Do you remember the OP where I stated "it falls about 5" short" 
If you'd been bothered to read the product description, you will see it's a BMX chain.
I'll need another 5" of links from another chain.

You'll also be relieved to know that it won't be fitted to your bike, or paid for with your money.


----------



## skwerl (31 Aug 2007)

jeez. calm down, dear. It's only a forum.
How do you know they're a 1/3 stronger? Stronger than an NJS approved chain (ie the Izumi)?


----------



## bianco (1 Sep 2007)

Damn, if I needed a 1/3 stronger chain I'd be considering entering some events for the worlds largest quads, or some sumo event.

A regular cheapo chain should provide enough strength so I don't think that is the OPs concern.

If you want asthetics I suggest the KMC Z610HX as that is nickel plated and just looks gorgeous, then maybe add a single halflink to get length right.

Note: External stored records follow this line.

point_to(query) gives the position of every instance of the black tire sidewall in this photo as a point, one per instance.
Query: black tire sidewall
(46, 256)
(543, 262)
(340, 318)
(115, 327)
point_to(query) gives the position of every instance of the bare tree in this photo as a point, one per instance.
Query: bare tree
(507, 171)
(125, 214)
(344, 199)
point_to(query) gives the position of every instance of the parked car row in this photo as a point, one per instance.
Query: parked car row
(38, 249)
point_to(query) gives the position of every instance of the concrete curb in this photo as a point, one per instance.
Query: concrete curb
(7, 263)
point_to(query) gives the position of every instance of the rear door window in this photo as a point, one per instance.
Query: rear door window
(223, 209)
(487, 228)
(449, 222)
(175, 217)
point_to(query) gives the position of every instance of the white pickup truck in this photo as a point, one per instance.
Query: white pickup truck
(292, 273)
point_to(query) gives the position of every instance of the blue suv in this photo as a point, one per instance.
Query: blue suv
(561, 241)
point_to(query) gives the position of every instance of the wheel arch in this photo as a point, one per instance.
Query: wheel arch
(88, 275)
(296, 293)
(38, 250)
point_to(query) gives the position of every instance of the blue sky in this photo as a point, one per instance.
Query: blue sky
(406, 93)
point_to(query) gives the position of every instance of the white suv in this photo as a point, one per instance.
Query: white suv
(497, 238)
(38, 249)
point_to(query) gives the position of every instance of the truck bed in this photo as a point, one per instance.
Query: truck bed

The ONLY reason I can see for wanting a halflink chain is to have someone say

"Whats that chain"

and having the pleaseure of feeling special when you can fully explain it making yourself feel superior.


----------



## Mr Phoebus (1 Sep 2007)

For four hundred and twenty-seven of her Maj's finest pennies,courtesy of eBay, I've now managed to acquire a Sram PC-1.



bianco said:


> The ONLY reason I can see for wanting a halflink chain is to have someone say
> 
> "Whats that chain"
> 
> and having the pleaseure of feeling special when you can fully explain it making yourself feel superior.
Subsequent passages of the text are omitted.